‘A public reckoning’: Baltimore judge orders release of redacted Catholic church abuse report

BALTIMORE (MD)
Baltimore Sun [Baltimore MD]

February 24, 2023

By Lee O. Sanderlin

A Baltimore judge has ordered the public release of a heavily redacted version of the Maryland Attorney General’s Office report detailing the history of child sexual abuse in the Roman Catholic Archdiocese of Baltimore.

Circuit Judge Robert Taylor issued his written ruling Friday, directing the attorney general’s office to redact 208 names from the report so it can be released sometime in March.

“Keeping this report from the public is an injustice,” Taylor wrote.

Former Attorney General Brian Frosh’s office finished its report in mid-November, and asked the court’s permission to make public its investigative findings on how 158 priests and other church employees sexually abused and tortured at least 600 people, with examples of abuse going back at least eight decades. The report also shows how the church, in that time period, sought to cover up the abuses and, in some cases, enabled them.
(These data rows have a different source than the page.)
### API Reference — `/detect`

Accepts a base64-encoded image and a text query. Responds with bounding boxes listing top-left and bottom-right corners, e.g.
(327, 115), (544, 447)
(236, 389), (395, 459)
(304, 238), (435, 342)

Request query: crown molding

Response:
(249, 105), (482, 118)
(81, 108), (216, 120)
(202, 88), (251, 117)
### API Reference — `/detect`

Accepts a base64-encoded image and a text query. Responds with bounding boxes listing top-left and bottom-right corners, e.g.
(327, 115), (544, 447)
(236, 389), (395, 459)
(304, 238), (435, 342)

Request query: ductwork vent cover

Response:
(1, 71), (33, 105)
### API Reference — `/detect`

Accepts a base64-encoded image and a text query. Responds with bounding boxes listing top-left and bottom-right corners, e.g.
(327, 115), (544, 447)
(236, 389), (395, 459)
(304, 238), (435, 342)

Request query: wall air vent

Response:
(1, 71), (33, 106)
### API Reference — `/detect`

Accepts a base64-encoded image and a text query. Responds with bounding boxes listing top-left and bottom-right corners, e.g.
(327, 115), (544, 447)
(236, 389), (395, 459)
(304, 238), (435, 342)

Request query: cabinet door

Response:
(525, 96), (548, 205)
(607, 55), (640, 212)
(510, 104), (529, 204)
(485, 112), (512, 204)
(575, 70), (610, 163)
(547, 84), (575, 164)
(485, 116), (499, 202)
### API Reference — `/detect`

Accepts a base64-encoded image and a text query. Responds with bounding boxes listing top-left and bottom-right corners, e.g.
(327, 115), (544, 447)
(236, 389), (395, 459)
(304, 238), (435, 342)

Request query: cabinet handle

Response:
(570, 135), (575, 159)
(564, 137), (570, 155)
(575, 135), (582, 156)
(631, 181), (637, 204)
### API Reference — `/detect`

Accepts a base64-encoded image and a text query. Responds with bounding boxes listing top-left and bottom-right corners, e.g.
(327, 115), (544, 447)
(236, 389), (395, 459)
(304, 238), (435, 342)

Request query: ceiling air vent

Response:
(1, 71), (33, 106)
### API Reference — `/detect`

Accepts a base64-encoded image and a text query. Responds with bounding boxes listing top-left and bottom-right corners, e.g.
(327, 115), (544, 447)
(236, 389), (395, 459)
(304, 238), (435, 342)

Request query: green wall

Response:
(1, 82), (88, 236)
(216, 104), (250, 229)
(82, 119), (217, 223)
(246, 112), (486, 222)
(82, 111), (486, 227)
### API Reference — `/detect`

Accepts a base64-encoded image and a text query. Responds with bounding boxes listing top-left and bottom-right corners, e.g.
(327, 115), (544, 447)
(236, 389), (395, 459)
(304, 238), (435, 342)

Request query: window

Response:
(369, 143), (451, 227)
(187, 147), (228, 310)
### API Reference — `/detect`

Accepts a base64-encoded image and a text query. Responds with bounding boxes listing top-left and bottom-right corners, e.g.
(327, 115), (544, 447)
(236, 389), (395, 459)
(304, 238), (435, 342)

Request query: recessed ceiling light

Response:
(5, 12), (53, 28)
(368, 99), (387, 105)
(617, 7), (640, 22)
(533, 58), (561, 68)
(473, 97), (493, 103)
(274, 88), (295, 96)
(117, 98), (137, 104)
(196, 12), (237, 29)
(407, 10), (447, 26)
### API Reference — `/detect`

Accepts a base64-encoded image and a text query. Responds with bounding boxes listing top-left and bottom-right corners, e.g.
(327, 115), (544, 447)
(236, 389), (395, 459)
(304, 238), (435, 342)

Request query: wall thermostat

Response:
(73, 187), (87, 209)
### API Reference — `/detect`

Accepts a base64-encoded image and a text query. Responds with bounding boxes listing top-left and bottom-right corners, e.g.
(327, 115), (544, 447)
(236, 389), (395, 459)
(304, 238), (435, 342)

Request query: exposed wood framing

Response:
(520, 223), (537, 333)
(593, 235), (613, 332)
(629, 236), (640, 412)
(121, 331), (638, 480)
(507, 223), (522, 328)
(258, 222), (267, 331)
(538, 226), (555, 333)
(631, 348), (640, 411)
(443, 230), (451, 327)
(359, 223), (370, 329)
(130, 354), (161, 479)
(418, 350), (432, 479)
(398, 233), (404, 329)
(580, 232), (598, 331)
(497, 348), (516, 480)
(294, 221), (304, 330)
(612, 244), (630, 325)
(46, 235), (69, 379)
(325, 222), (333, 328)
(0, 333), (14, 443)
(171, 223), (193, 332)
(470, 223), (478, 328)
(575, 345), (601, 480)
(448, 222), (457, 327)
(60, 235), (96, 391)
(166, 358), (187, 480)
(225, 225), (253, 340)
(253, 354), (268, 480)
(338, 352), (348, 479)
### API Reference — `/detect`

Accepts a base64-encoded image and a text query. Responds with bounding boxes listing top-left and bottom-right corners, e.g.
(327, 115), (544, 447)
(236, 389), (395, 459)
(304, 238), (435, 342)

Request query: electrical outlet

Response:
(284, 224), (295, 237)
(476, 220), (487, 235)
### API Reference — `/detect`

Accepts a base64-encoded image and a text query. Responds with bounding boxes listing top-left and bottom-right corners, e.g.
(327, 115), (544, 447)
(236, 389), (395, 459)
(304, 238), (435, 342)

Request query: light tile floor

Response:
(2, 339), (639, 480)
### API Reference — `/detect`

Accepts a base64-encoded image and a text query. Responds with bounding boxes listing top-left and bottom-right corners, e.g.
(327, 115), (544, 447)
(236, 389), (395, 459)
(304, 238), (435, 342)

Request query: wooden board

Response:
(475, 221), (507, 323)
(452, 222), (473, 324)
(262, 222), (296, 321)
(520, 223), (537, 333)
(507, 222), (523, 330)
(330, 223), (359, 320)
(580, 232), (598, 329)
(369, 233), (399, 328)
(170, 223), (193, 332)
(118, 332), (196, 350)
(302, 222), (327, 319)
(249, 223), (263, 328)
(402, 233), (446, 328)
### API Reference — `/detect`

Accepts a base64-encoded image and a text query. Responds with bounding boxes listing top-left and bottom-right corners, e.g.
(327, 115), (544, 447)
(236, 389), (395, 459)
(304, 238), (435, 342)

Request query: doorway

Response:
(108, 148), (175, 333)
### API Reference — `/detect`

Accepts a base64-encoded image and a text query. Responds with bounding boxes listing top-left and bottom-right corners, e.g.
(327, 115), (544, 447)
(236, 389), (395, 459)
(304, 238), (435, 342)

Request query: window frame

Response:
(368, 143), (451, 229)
The names to be redacted are those of people who have not been previously identified publicly, Taylor wrote, and are either accused of abusing children, covering up that abuse, silencing victims, or otherwise helping to cover up and enable abuse. Those 208 people are entitled to be notified they are in the report, and will be given a chance to review the portion of the report that addresses their involvement.

Current Attorney General Anthony Brown released a statement saying his office is pleased with Taylor’s decision.

“The office will move expeditiously to comply with the court’s order and prepare a redacted copy of the report to be released upon review and approval by the court,” the Democrat said. The office has until March 13 to provide the proposed redactions to Taylor for review.

A more complete version of the report, with fewer redactions, may be released in the future, the judge wrote.

Archbishop William E. Lori has said multiple times neither he nor the church oppose the report’s release. The archdiocese did not immediately return a request for comment.

Taylor wrote that the report details how certain clergy went to “extraordinary lengths to protect abusers, bury accusations, and essentially enable the rape and torture of children and young adults for many years.”

“The only form of justice that may now be available is a public reckoning — a disclosure of the facts as found by the [office of the attorney general] and contained in its report.”

The attorney general’s office said in court it does not expect any future indictments as a result of its four-year investigation.

Taylor presided over a secret hearing Feb. 14, with lawyers representing the attorney general’s office, the archdiocese, an anonymous group of 16 people named in the report, a groups of abuse survivors, and a group of victim advocates. As part of Taylor’s ruling, he determined that the advocates were not party to the proceedings, and could no longer continue to participate.

Attorneys for the anonymous group of 16 declined to comment on Taylor’s ruling. That group asked Taylor to require the attorney general’s office to notify those who whose names are to be redacted in the initial release; some of those 208 people have died.

The church is paying, at least in part, the legal fees for that anonymous group. Lori said previously the church “pledged to support the rights” of people named in the report but who are not accused of abuse and who were not given the opportunity to respond to the attorney general’s investigation.

David Lorenz, president of the Maryland chapter of the Survivors Network for those Abused by Priests, was removed from the proceedings, along with SNAP as a whole. While Lorenz hopes an unredacted report is released at some point, he said Taylor’s order was a victory for transparency.

“People will see what the church has done to the children of Maryland,” Lorenz told The Baltimore Sun.

None of the people involved in the legal proceedings were able to speak publicly about them, or the report, after Circuit Judge Anthony Vittoria issued a confidentiality order in the case Dec. 8. Vittoria oversaw the proceedings as part of his duties on the grand jury docket. He was transferred from that docket and replaced by Taylor at the beginning of the year, a move that was scheduled months in advance.

he report and the litigation around it are secret because the 456-page document relies heavily on information obtained by way of a grand jury. Maryland law requires grand jury records be kept secret, and the attorney general’s motion in November asked the court to waive that secrecy.

The coming release of a redacted report figures to play prominently into state lawmakers’ debates about whether to pass the Child Victims Act — legislation making it possible for more survivors to sue their abusers and the institutions that enabled them. Maryland law does not allow for childhood sexual abuse survivors to file lawsuits after their 38th birthdays.

Part of Taylor’s rationale in making a version of the report public is to help the General Assembly make a more sound decision when considering the bill.

“Any further delay in its release would prevent the General Assembly from considering this 469-page trove of information about this topic,” Taylor wrote.

Supplemented with interviews, the report relies on more than 100,000 internal church documents that the attorney general’s office obtained via a grand jury subpoena.